A debate in which I toook part has just ended. The debate considered the question, "Is morality necessary for good political leadership?" My team was arguing the negative, i.e. that morality is unnecessary. Indeed, in my own statement I went so far as to say that only immoral leaders could properly act in politics. As support, I cited Machiavelli and Morgenthau. (Needless to say, I personally agreed with less than 50% of my position.)
Several times, the moderator stated that the negative was apparently the harder position to argue. Yet we were able to argue the debate to a draw, despite the morally repugnant arguments we made. It seemed to me, rather, that the affirmative position was truly the more difficult one to take. As I said later to one of the staff, it is difficult to argue emphatically for goodness in these cynical times without seeming stale and hokey.
Why is this? Is it that people are genuinely bored with morality? (I hope not.) Such an answer does not seem complete. My impression was that the arguments made in support of morality were all undermined from the start. One girl argued that being moral was simply the right thing to do. Once, this would perhaps have been self-evident, or could have been made so by reasoned analysis. Now, it is mocked as simplistic or even "mystical."
I think that the elevated language once used to defend morality, back when philosophers could still do so, has been systematically weakened and subverted. First, by those oppposed to the Church and to organized religion in general; then, by those opposed to religion in its entirety and Divinity itself; then, by those opposed to even natural law and morality. The effect of this is that it is now nearly impossible to defend the very idea of goodness against naked utilitarianism or even nihilism.

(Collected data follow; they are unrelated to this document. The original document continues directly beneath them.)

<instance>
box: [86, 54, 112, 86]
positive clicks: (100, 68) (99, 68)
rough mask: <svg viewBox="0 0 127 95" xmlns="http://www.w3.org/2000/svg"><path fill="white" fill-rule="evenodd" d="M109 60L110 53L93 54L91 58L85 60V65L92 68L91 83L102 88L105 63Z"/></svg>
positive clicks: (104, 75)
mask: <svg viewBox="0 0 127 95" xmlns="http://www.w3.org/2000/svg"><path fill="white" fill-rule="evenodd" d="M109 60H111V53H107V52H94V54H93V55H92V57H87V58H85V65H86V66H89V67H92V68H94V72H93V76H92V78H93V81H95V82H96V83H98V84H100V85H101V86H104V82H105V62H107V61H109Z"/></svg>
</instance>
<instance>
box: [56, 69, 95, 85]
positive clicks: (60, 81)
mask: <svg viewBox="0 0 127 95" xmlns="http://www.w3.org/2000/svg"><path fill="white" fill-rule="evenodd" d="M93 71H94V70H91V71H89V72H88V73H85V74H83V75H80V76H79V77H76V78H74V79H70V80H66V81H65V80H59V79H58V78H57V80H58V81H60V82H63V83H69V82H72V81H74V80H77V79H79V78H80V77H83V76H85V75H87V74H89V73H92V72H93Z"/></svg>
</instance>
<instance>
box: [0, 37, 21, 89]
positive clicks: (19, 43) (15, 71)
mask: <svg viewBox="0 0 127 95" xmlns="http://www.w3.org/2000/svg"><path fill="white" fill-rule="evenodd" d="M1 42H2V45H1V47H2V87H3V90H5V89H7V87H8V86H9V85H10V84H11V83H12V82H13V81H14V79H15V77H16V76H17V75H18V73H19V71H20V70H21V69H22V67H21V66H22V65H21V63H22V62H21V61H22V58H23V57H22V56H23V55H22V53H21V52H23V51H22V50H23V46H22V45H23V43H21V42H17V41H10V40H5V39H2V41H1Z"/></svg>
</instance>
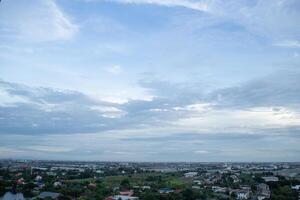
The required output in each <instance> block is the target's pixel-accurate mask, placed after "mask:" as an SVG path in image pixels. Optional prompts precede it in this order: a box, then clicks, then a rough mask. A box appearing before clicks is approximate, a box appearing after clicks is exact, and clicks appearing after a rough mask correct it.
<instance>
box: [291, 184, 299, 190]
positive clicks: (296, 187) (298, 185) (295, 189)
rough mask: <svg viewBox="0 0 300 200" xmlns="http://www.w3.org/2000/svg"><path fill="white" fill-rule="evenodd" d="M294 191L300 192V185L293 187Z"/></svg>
mask: <svg viewBox="0 0 300 200" xmlns="http://www.w3.org/2000/svg"><path fill="white" fill-rule="evenodd" d="M292 189H293V190H299V189H300V185H295V186H292Z"/></svg>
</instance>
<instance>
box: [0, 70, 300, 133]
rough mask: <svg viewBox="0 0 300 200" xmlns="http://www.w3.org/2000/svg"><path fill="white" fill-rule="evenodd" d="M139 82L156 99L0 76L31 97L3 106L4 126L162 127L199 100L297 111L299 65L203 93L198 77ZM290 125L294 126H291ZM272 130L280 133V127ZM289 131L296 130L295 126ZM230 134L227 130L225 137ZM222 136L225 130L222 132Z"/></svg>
mask: <svg viewBox="0 0 300 200" xmlns="http://www.w3.org/2000/svg"><path fill="white" fill-rule="evenodd" d="M139 84H140V86H141V87H144V88H146V89H148V90H149V92H151V94H153V95H154V96H155V97H154V98H153V99H152V100H129V101H128V102H127V103H124V104H114V103H111V102H105V101H98V100H94V99H92V98H90V97H88V96H87V95H85V94H82V93H80V92H76V91H62V90H61V91H60V90H55V89H51V88H32V87H27V86H24V85H19V84H14V83H9V82H5V81H0V89H1V90H4V91H6V92H7V93H8V94H9V95H11V96H17V97H22V98H24V99H27V101H26V102H14V103H13V105H7V106H4V105H2V106H0V126H1V129H0V132H1V133H17V134H21V133H24V134H37V133H41V134H42V133H88V132H101V131H105V130H114V129H119V130H121V129H129V128H145V127H149V128H151V127H152V128H153V127H161V126H164V125H168V124H169V122H174V121H176V120H178V119H181V118H186V117H189V116H192V115H193V114H194V113H193V111H191V110H184V109H181V110H180V109H179V110H176V109H174V108H175V107H180V108H183V107H185V106H188V105H191V104H195V103H199V102H202V103H208V104H211V105H213V106H212V109H223V108H226V109H228V108H229V109H233V110H236V109H242V110H243V109H249V108H251V107H260V106H267V107H275V109H276V107H278V106H279V107H280V106H284V107H291V108H293V110H295V111H299V103H300V72H299V71H294V72H280V73H275V74H273V75H270V76H268V77H265V78H261V79H257V80H252V81H249V82H246V83H242V84H241V86H239V87H231V88H225V89H218V90H214V91H213V92H211V93H209V94H207V93H203V92H202V91H203V90H202V85H201V84H196V83H195V84H193V83H189V84H187V83H183V84H173V83H171V82H167V81H160V80H142V81H140V82H139ZM94 107H100V108H101V107H111V108H114V109H117V110H120V111H121V112H123V113H124V114H123V115H120V116H117V117H108V116H107V115H106V114H107V113H105V112H107V111H101V109H100V110H97V109H92V108H94ZM195 112H196V111H195ZM169 125H170V124H169ZM286 130H287V131H290V130H289V129H288V127H287V129H286ZM258 131H260V130H258ZM268 131H269V132H273V133H274V134H276V130H268ZM291 132H293V133H295V128H293V130H291ZM294 135H295V134H294ZM230 136H231V135H230V134H229V135H228V134H227V135H226V136H224V138H230ZM207 137H208V136H207ZM209 137H213V136H209ZM220 137H222V135H220V134H218V138H220ZM232 137H233V136H232ZM249 137H250V136H249ZM251 137H252V136H251ZM296 137H297V134H296Z"/></svg>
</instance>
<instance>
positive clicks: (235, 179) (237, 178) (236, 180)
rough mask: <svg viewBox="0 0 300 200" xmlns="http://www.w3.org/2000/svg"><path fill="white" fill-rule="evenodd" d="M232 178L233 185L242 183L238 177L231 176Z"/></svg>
mask: <svg viewBox="0 0 300 200" xmlns="http://www.w3.org/2000/svg"><path fill="white" fill-rule="evenodd" d="M230 178H232V180H233V183H238V182H240V179H239V178H238V177H237V175H231V176H230Z"/></svg>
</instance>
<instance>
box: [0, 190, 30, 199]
mask: <svg viewBox="0 0 300 200" xmlns="http://www.w3.org/2000/svg"><path fill="white" fill-rule="evenodd" d="M0 199H1V200H25V198H24V196H23V194H22V193H17V194H13V193H11V192H6V193H5V194H4V196H3V197H2V198H0Z"/></svg>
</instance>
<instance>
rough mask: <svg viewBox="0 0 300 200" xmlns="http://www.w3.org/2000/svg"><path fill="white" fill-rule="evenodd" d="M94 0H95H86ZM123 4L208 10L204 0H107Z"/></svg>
mask: <svg viewBox="0 0 300 200" xmlns="http://www.w3.org/2000/svg"><path fill="white" fill-rule="evenodd" d="M88 1H95V0H88ZM107 1H112V2H117V3H123V4H152V5H159V6H167V7H184V8H188V9H192V10H198V11H208V9H209V7H208V4H207V3H206V1H191V0H107Z"/></svg>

These are all impressions, and I have no direct sources to cite. But this idea chills me to the core, and I will doubtless return to it later.
2 comments:
It's always frustrating when an idea you don't believe is infinitely easier to argue than a position you fully support. Incidentally -- when are you in DC till?
I leave this Sunday. (Yay!) (Awww...)
Maybe we can meet up sometime back where the humidity is measured with TWO digits... (No wonder people here can be out of touch, nobody wants to leave the AC'ed office if he can avoid it!)